La misión de la OEA



La misión de observadores de la Organización de Estados Americanos (OEA) ha completado un periplo de encuentros con el liderazgo político y de la sociedad civil previo a las elecciones municipales del domingo, en un ambiente, aún con imperfecciones, de democracia política y estabilidad social.

No son muchas las sociedades de América Latina donde un proceso electoral culmina sin ningún tipo de incidente notorio, sin muertos, heridos ni encarcelados, aunque con denuncias anticipadas de compra de votos o de uso discriminatorio de recursos del Estado.

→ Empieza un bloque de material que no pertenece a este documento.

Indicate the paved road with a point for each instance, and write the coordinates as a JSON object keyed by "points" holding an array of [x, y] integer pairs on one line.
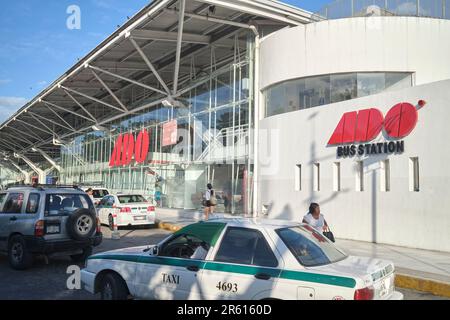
{"points": [[48, 282]]}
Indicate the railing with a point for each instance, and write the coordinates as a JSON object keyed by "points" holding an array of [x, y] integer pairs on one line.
{"points": [[226, 145], [365, 8]]}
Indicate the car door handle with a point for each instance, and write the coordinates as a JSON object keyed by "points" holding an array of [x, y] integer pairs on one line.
{"points": [[262, 276], [193, 268]]}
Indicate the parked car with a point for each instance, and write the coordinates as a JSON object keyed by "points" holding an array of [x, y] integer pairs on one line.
{"points": [[249, 259], [45, 220], [98, 193], [126, 210]]}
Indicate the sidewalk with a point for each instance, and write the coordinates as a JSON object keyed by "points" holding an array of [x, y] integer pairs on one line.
{"points": [[421, 270]]}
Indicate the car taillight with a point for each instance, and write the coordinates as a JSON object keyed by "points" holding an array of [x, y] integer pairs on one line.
{"points": [[364, 294], [39, 228]]}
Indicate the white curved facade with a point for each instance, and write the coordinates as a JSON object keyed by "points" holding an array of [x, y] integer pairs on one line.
{"points": [[375, 205]]}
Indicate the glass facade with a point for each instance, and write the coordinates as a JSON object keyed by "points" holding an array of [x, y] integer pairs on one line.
{"points": [[212, 145], [311, 92]]}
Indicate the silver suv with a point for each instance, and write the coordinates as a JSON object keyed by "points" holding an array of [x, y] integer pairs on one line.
{"points": [[45, 220]]}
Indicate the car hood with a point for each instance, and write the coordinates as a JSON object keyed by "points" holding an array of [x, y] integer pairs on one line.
{"points": [[365, 268], [125, 251]]}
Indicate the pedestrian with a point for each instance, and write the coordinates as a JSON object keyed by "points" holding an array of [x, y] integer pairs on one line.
{"points": [[315, 219], [210, 200]]}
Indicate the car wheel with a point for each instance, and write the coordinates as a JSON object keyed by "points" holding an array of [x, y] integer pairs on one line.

Esa misión de la OEA, encabezada por el expresidente de Chile Eduardo Frei, ha sostenido reuniones con el presidente Danilo Medina, el canciller Miguel Vargas, el pleno de la Junta Central Electoral, los candidatos presidenciales Gonzalo Castillo, Leonel Fernández y Luis Abinader, de quienes ha recibido denuncias, quejas o novedades sobre el proceso electoral.

La OEA ni ninguna otra delegación de observadores electorales puede arrogarse prerrogativas que la Constitución y las leyes asignan a órganos reguladores o de tutela de la ley, por lo que los informes recibidos desde distintos litorales políticos serían útiles sólo para alimentar los informes que presentarán a sus organizaciones matrices.

Hay que suponer que el Gobierno ha ofrecido seguridades a comisionados foráneos y locales de que evitará el uso de recursos públicos para favorecer o perjudicar candidaturas antes y durante el proceso de votaciones, una promesa que debería cumplirse al pie de la letra.

Se insiste en resaltar que las elecciones del domingo se llevarán a cabo en un marco político matizado por la vocación ciudadana de consolidar la democracia y por el respeto a su voluntad de sufragar libremente sin limitaciones o presiones de ninguna índole.

Todos los informes de misiones electorales, incluida la OEA, tendrán que resaltar el comportamiento cívico que han tenido los militantes de todos los partidos y agrupaciones políticas a lo largo de un proceso electoral que ha transcurrido en santa paz.

Del trabajo eficiente y previsor de la JCE, la intervención oportuna de los fiscales electorales, del respeto a la ley, al derecho ajeno y del buen juicio de autoridades y liderazgo político dependerá el anhelado éxito de las votaciones del domingo y signará los informes buenos o malos de esas misiones sobre la democracia dominicana.